They’re making a comeback on campuses as a way to get around student cheating via ChatGPT and other AI packages. I say good for those profs and schools that are requiring them for assignments and exams. Blue books make the student do his own work at the moment of truth: writing down, in class, their own answers to the varying assignments.
There is a valid beef to requiring blue books [emphasis in the original].
Many of them believe students should be using AI to get smarter. It would be stupid not to. These tools will be a part of their lives and knowing how to use them effectively will be an important advantage in their future workplaces.
“They will use ChatGPT all the time for all sorts of things, and that will make them more efficient, more productive and better able to do their jobs,” said Arthur Spirling, a Princeton University professor of politics who gives proctored blue-book exams. “It is strange to say you won’t be permitted to do this thing that will be very natural to you for the rest of your career.”
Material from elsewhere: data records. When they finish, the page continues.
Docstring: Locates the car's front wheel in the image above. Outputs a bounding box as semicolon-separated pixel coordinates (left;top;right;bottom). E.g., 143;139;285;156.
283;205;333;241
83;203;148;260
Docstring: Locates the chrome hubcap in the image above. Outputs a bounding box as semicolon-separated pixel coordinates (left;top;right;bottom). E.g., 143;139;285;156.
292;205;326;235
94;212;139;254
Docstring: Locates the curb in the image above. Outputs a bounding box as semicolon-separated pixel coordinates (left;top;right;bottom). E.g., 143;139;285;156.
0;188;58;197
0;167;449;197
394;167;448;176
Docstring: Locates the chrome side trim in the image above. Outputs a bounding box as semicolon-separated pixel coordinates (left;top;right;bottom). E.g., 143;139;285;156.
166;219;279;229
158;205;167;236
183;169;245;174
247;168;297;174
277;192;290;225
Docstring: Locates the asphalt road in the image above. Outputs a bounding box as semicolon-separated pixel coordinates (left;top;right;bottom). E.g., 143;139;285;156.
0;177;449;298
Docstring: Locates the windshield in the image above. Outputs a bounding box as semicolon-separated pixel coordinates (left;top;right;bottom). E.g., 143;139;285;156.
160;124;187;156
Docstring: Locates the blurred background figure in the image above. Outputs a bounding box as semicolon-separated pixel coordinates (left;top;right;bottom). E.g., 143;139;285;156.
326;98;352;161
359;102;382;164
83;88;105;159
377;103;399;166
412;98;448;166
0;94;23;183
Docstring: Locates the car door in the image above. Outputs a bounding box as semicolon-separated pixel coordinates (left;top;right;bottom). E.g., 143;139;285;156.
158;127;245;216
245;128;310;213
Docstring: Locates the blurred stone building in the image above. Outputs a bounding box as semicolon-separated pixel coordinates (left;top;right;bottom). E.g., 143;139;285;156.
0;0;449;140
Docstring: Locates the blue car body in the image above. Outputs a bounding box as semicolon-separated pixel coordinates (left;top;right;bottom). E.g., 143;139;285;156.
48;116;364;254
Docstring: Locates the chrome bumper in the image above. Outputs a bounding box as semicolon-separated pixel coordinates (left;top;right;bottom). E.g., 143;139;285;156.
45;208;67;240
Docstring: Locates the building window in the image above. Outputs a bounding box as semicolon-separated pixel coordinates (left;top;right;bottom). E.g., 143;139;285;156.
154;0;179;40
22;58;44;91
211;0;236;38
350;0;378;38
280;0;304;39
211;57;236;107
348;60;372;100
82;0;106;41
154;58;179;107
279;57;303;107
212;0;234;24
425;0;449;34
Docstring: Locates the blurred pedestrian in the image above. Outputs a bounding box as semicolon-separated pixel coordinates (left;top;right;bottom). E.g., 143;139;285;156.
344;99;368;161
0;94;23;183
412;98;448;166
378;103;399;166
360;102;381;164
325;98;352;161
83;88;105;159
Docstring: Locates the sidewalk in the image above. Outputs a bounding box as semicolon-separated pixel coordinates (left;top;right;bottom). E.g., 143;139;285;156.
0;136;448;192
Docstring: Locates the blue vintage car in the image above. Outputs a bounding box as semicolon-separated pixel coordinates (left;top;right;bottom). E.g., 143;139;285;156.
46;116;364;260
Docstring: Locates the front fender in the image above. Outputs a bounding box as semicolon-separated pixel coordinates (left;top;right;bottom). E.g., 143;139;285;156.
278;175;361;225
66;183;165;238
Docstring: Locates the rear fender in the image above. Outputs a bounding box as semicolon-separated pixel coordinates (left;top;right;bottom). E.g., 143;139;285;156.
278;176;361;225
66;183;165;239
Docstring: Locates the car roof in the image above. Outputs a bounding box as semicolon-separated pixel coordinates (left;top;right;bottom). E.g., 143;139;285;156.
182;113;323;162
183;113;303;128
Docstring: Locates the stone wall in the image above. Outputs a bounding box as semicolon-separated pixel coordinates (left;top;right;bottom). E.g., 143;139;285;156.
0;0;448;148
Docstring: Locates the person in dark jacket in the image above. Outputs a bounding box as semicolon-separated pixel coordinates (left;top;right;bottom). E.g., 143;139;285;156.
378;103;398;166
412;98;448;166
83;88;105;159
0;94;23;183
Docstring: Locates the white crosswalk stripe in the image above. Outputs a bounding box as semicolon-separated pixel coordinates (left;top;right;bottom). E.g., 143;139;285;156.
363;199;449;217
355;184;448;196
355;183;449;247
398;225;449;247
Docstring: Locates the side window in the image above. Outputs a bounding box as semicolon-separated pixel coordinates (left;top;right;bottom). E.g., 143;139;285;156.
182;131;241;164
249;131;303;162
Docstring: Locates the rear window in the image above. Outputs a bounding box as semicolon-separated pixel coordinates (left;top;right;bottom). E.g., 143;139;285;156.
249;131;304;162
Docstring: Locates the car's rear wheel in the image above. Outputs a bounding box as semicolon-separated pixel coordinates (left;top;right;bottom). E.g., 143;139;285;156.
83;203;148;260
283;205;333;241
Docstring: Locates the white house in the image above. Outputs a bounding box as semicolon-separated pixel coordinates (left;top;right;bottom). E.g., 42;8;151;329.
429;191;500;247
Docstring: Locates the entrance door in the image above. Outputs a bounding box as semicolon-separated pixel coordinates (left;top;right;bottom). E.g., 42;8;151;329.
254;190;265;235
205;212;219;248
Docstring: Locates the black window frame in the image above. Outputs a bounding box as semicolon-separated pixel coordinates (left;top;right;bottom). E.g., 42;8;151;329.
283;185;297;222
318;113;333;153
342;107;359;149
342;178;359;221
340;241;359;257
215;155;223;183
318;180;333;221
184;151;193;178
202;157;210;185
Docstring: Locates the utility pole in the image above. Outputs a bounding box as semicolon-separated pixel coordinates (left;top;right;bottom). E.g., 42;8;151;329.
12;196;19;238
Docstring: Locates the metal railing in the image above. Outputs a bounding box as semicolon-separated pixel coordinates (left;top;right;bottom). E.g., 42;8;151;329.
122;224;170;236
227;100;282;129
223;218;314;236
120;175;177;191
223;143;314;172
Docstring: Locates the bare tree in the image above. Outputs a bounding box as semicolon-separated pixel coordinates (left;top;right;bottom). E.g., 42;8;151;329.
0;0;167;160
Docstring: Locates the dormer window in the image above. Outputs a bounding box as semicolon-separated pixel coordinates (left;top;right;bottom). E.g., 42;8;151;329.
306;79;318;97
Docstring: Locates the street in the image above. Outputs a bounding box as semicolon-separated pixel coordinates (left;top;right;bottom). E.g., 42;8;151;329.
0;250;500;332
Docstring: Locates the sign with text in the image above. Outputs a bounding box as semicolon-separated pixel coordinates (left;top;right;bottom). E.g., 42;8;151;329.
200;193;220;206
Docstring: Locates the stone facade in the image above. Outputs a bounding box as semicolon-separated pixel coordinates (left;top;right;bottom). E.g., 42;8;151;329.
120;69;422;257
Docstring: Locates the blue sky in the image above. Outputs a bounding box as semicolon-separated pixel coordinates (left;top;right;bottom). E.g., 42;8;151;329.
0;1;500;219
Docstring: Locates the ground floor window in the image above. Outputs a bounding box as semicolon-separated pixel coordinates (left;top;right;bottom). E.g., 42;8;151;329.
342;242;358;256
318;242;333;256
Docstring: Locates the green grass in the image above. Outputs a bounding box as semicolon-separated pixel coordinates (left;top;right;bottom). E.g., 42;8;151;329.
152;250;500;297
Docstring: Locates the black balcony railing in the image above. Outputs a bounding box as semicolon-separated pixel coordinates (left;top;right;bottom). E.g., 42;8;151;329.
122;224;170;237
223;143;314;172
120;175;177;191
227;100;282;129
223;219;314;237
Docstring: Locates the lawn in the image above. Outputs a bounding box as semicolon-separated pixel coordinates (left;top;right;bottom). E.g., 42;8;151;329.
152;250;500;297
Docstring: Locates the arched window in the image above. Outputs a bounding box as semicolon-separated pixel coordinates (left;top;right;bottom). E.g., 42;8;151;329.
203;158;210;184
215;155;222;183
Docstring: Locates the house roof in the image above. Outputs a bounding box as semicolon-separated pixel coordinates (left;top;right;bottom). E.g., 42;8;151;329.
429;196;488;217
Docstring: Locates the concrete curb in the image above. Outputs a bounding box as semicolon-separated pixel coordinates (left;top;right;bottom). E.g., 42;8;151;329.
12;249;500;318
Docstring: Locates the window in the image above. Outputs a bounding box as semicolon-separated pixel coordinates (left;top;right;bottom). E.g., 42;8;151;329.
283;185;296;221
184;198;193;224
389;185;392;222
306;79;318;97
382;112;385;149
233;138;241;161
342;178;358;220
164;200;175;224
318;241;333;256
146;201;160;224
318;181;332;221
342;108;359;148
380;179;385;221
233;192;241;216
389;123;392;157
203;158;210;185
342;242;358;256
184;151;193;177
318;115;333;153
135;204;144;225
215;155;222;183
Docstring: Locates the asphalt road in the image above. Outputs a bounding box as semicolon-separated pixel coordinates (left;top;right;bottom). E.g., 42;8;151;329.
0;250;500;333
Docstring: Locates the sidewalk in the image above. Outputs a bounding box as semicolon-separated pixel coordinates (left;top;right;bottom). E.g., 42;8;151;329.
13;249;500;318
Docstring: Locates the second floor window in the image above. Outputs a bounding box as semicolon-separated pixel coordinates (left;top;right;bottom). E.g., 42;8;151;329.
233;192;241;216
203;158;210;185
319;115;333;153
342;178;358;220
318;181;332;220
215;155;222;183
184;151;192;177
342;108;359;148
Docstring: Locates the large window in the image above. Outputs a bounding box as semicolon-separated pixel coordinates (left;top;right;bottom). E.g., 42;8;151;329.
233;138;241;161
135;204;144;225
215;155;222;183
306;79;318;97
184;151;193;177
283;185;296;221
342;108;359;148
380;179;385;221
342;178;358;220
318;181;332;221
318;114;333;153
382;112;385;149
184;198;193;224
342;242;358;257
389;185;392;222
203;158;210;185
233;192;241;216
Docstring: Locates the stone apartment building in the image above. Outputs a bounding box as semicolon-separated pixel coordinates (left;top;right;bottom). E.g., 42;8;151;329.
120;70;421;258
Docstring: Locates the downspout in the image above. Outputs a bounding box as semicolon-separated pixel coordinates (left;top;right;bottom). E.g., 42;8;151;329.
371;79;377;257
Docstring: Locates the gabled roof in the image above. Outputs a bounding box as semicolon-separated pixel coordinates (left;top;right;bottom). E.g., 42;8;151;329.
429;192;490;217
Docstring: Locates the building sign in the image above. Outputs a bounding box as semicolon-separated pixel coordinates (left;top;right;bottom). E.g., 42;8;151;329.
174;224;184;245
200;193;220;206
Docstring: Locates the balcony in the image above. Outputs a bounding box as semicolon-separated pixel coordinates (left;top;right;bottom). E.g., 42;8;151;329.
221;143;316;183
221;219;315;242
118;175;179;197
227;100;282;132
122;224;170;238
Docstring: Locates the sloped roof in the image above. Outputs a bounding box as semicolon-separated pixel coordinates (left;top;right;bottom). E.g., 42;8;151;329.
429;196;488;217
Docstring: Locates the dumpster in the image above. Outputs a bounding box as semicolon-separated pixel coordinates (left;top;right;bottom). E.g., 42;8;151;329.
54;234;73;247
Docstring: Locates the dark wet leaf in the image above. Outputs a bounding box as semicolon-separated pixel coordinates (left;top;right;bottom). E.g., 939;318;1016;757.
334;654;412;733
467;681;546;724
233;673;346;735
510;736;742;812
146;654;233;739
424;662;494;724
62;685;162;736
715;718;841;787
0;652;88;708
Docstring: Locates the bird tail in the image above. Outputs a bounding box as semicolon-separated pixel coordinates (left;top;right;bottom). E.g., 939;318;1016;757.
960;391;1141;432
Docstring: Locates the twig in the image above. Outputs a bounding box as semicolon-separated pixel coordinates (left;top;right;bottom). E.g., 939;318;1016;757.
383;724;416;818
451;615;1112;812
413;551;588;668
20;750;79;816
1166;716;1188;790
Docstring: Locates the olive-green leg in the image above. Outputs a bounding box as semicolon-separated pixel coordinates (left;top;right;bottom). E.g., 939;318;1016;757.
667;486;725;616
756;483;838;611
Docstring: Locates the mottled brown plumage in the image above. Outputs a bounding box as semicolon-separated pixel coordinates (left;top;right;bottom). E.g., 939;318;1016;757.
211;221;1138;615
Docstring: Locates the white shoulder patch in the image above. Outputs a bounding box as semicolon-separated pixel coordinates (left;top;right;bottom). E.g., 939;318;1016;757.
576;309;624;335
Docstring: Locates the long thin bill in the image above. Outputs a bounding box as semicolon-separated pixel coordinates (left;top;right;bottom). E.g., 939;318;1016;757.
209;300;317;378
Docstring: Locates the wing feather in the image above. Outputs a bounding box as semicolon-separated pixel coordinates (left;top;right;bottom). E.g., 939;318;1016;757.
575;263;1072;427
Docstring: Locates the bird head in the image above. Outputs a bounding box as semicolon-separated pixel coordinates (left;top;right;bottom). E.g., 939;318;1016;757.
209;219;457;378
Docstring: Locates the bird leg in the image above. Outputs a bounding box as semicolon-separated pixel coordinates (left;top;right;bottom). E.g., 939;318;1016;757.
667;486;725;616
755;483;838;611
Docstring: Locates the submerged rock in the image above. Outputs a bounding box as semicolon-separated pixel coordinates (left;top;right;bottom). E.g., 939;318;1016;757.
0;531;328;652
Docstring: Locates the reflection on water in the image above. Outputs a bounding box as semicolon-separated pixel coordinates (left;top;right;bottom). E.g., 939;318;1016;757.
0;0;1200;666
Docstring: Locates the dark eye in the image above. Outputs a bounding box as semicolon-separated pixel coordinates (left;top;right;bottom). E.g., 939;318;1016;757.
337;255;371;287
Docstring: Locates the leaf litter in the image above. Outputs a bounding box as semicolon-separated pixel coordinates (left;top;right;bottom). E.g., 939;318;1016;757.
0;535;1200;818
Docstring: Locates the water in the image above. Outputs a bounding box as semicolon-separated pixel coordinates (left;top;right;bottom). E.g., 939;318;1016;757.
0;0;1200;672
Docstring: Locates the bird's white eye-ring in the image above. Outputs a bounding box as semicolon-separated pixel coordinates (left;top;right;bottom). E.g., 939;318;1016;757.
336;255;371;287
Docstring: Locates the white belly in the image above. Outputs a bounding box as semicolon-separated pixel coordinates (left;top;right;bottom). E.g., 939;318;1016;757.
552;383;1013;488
There’s an obvious solution to that problem, though, and assignments and exams easily can be used to teach the use of AI. This would apply as well to STEM courses as humanities courses.
The professors can issue assignments and exams that mandate using AI to generate answers, then in class use blue books to require the students to critique the AI answers, identify AI “hallucinations,” and to improve the AI answers. To short circuit attempts to do the critiquing and editing in advance and simply writing down nearly memorized answers, the profs could require specific edit types of specific paragraphs or blocks of code or certain arithmetic sections or…. Alternatively, the profs could do the above as Part I of the assignment or exam, and then in Part II, provide his own AI-generated answer to a question and require the students to do the critiques and edits de novo. Then, returning to/maintaining basics, use Part III to pose questions that the students will not see until that point in the in-class exercise or exam and that the students must answer via blue book on the spot.
That last, especially, is how things work IRL.
And perhaps it’s a good idea to test their knowledge without a prop – both to demonstrate the depth of their knowledge (with which to evaluate the validity of the prop’s output) and their ability to operate without it. Just in case it didn’t happen to be available in time of need (like an adversary having disabled access, or distorted paradigms) …
Yep. “Go manual” should always be taught/required at various stages of the learning.